Hacker News new | ask | show | jobs
by heisjustsosmart 1407 days ago

   Recency-only algorithms are blind to high-probability patterns 
   in the same way frequency-only algorithms
A high probability occurrence must be frequent and will stay reasonably recent. Unless it's high probability that just /somehow/ doesn't happen much.

Perhaps you can provide some citations to some of the things you have written here.

   the cache replacement algorithm is being 
   exercised upwards of 10s of millions of times per second
This is database pages not CPU cache lines. It is not that high.
2 comments

Many databases ordinarily modify the page cache 10 million times per second under load. I have one doing that right now on an i3en.12xlarge, which is only half a server. Not every cache replacement algorithm family has that kind of throughput but some common algorithm families do e.g. clock-sweep variants.

The "high-probability" refers to a type of pattern, not a specific instance, so there is no implication of recency. A page access pattern can be detected frequently but involve different pages each time.

Bélády's optimality theorem means cache replacement algorithm performance is governed by the theoretical limits on sequence prediction. You can optimize for either breadth or depth; improving performance for one pattern necessarily reduces performance for others. In practice, database caches optimize heavily for a few patterns and ignore the rest; the performance for the patterns they ignore is not much worse than if they optimized for all patterns equally, so it is a good trade.
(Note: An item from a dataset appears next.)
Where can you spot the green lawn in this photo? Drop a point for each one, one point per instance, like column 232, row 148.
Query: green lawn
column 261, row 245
What about MRU-biased workloads? For example an analytical loop or row scanning in a db query? In those cases recency is a negative signal and there may not be much frequency to extract (e.g. equal frequencies in a loop). Instead the policy has to avoid admissions to obtain some hits rather than be flushed for zero hits.
Think you mean round robin, yes, that's an issue but that's equal probability, not high probability (his phrase). I don't know a scheduler that will handle that as well as handling LRU replacement well and if you have any cites I would appreciate them.

Also remember that many DBs are multi-user so any access patterns from each connection will get thrown in the same bucket.

It is handled by W-TinyLFU where I use this scenario as a stress test [1]. While LIRS / LIRS2 did not pass this one scenario, the quality of the work behind that policy leads me to believe it could be improved to handle that case.

[1] https://github.com/ben-manes/caffeine/wiki/Efficiency#adapti...